7. We desire openness and acceptance of all observations and thoughts about the cases. Our work is not to pretend that negative thoughts and feelings are not there, for example, the rescue fantasies the therapist may have towards a child whose parent has died, or even a child whose parents are angry or critical towards him or her. We want to have a full discussion including our negative reactions so that we can come to a more complex sense of the family that moves beyond blame.

8. Problem of PCM in China and many other societies – parents avoid consultation because of their fear of the consequences of having big problems –the negative judgments about mental disorders. 
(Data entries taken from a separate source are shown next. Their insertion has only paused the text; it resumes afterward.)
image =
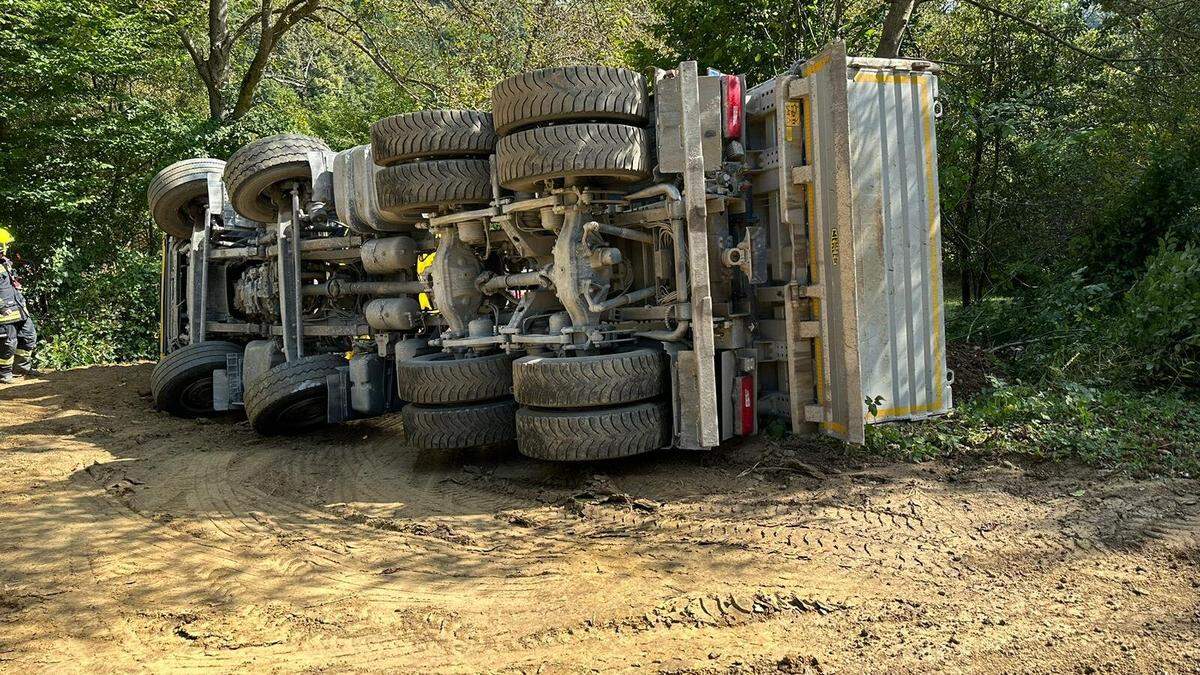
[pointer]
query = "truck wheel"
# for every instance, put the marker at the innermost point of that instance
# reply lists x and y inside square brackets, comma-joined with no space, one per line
[573,93]
[432,133]
[427,186]
[178,186]
[181,383]
[442,378]
[259,166]
[599,380]
[613,151]
[354,195]
[588,435]
[292,396]
[460,426]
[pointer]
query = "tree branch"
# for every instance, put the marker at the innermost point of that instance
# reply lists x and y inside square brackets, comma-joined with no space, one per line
[1049,34]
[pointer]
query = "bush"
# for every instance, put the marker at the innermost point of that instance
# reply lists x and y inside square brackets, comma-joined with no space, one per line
[107,314]
[1152,432]
[1162,320]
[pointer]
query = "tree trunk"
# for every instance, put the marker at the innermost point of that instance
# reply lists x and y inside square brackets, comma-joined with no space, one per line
[894,25]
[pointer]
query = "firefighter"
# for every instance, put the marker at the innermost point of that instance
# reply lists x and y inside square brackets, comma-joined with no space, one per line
[17,330]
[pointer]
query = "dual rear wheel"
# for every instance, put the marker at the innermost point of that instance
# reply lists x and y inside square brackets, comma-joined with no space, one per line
[592,407]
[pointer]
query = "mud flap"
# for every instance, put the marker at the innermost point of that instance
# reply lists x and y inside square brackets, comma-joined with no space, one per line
[227,386]
[337,384]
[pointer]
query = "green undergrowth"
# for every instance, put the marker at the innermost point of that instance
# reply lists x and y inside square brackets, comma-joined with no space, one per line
[1156,432]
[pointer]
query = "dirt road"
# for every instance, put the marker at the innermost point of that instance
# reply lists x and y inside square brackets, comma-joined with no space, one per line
[130,539]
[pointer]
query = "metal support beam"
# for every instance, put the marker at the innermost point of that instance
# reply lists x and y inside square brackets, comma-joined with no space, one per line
[703,341]
[289,275]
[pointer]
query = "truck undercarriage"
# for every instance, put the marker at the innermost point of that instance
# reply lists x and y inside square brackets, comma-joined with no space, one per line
[604,266]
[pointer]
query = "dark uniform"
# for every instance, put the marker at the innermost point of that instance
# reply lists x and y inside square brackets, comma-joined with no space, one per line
[17,330]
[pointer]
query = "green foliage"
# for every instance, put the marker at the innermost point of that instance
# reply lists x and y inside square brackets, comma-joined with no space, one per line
[1162,317]
[102,318]
[1156,432]
[1164,202]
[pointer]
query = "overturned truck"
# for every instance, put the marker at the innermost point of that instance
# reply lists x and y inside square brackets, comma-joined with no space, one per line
[603,266]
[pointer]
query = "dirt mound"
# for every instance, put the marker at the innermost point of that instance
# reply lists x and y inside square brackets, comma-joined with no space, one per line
[135,539]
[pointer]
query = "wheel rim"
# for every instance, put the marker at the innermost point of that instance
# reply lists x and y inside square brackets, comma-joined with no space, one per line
[196,398]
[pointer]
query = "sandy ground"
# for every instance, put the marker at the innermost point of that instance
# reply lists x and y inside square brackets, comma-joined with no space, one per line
[133,541]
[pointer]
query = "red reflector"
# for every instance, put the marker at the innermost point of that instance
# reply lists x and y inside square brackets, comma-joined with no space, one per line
[745,404]
[733,103]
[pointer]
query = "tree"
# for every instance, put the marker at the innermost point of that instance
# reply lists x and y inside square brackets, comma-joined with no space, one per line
[214,65]
[894,24]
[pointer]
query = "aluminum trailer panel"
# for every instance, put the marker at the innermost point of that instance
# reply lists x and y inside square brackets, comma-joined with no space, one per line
[851,171]
[898,239]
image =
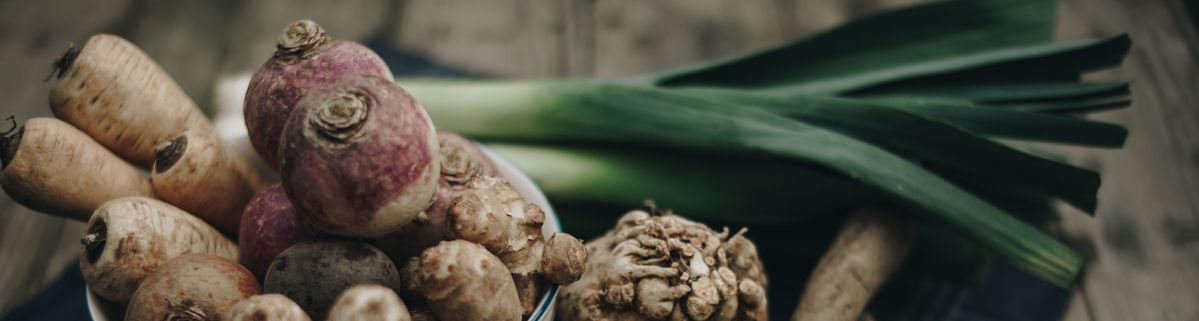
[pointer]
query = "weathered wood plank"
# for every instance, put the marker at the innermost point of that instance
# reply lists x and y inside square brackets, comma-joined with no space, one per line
[1145,236]
[516,38]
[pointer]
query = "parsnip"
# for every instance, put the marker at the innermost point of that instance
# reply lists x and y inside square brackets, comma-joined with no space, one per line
[131,237]
[53,168]
[272,307]
[196,173]
[121,97]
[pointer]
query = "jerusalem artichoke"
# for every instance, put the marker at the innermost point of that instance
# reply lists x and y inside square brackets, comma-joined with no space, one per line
[490,213]
[657,267]
[463,282]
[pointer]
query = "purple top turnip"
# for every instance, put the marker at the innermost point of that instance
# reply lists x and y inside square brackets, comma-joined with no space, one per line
[270,225]
[462,159]
[360,157]
[305,58]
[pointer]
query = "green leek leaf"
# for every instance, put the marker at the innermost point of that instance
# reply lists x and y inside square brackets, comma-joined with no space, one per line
[667,120]
[939,146]
[879,48]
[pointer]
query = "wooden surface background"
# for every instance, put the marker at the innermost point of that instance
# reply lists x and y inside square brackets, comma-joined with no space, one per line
[1144,243]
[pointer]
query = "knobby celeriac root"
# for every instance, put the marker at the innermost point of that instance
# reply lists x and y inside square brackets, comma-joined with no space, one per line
[128,238]
[272,307]
[369,302]
[666,267]
[121,97]
[196,173]
[489,212]
[463,282]
[55,169]
[869,247]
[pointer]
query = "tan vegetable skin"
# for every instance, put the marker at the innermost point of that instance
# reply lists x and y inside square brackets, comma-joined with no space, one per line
[122,98]
[463,282]
[53,168]
[666,267]
[128,238]
[489,212]
[192,286]
[272,307]
[196,173]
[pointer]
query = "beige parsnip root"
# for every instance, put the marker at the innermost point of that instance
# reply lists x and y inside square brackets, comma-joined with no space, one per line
[869,247]
[196,173]
[121,97]
[666,267]
[463,282]
[368,302]
[272,307]
[55,169]
[492,213]
[128,238]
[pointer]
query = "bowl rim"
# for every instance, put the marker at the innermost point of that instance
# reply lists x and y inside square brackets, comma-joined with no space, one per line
[519,180]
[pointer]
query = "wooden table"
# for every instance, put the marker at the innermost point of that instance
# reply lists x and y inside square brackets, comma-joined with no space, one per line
[1144,241]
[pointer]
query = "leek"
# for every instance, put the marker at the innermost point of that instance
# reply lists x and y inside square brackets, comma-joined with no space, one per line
[905,107]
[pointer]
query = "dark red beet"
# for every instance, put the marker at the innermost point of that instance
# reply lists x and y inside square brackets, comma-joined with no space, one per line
[305,58]
[360,157]
[270,225]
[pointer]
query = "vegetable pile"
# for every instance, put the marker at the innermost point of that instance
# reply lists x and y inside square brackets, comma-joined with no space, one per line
[915,125]
[362,168]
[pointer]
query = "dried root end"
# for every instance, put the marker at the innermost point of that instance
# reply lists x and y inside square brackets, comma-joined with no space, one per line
[167,153]
[10,141]
[300,40]
[64,62]
[339,116]
[94,242]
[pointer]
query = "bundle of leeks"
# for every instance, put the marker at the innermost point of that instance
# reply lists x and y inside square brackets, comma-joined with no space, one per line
[914,107]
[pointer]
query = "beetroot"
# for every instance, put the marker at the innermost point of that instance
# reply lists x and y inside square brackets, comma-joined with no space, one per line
[314,273]
[305,58]
[461,161]
[270,225]
[360,157]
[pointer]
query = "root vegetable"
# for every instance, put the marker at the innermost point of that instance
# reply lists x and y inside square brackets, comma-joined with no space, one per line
[314,273]
[131,237]
[656,267]
[53,168]
[461,162]
[266,308]
[305,58]
[490,213]
[196,173]
[192,286]
[121,97]
[360,157]
[269,226]
[869,247]
[369,302]
[463,282]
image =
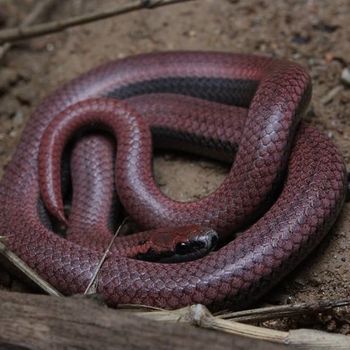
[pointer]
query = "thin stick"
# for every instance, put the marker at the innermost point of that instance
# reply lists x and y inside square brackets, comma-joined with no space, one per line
[21,266]
[104,256]
[273,312]
[13,34]
[38,10]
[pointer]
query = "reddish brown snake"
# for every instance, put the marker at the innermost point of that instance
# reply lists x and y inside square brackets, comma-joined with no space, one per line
[285,188]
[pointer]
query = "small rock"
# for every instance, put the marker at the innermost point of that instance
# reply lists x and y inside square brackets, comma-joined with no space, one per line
[24,94]
[345,76]
[8,77]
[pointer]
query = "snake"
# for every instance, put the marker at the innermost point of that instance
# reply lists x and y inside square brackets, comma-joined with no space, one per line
[284,190]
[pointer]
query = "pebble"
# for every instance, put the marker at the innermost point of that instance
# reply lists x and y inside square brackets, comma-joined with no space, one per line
[345,76]
[8,77]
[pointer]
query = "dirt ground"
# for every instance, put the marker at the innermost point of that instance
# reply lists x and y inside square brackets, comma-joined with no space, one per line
[315,34]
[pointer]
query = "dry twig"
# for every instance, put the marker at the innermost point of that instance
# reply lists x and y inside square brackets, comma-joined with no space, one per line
[89,289]
[273,312]
[19,33]
[38,10]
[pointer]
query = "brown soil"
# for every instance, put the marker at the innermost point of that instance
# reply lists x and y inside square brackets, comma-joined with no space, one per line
[314,33]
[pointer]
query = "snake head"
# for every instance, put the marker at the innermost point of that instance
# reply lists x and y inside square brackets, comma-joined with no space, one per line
[179,244]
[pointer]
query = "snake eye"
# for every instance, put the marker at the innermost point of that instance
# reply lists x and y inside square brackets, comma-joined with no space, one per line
[184,248]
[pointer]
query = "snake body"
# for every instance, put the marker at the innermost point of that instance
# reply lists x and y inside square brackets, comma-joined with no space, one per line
[284,191]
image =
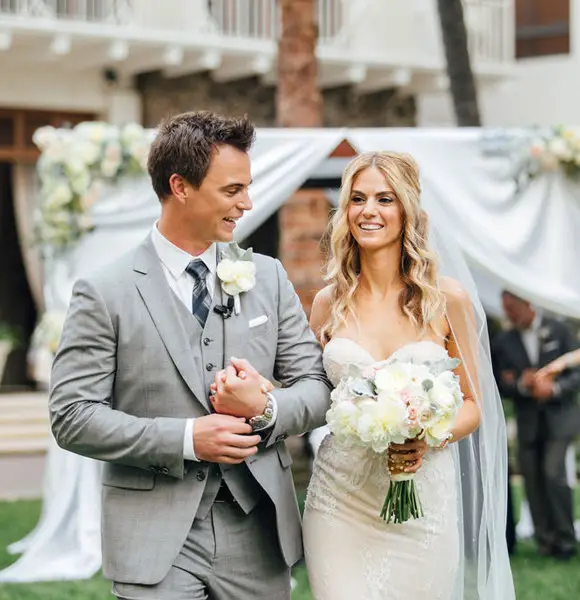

9. They had discussion about the question re pet. It is not common for Chinese families to have a pet. If the purpose of the question about the pet was to get a sense of the family’s capacity to nurture and protect, what could we ask instead to discover something important about the role of the parent in this family? our Chinese students suggested an alternative: “What is your favorite fairy story or folk tale in the family?”

10. How we feed back our observations about the play sessions to the parents? It is important to strike a balance between protecting the confidentiality of the child against the need to help the parents grow in their empathy and their capacity to imagine the mind of their child.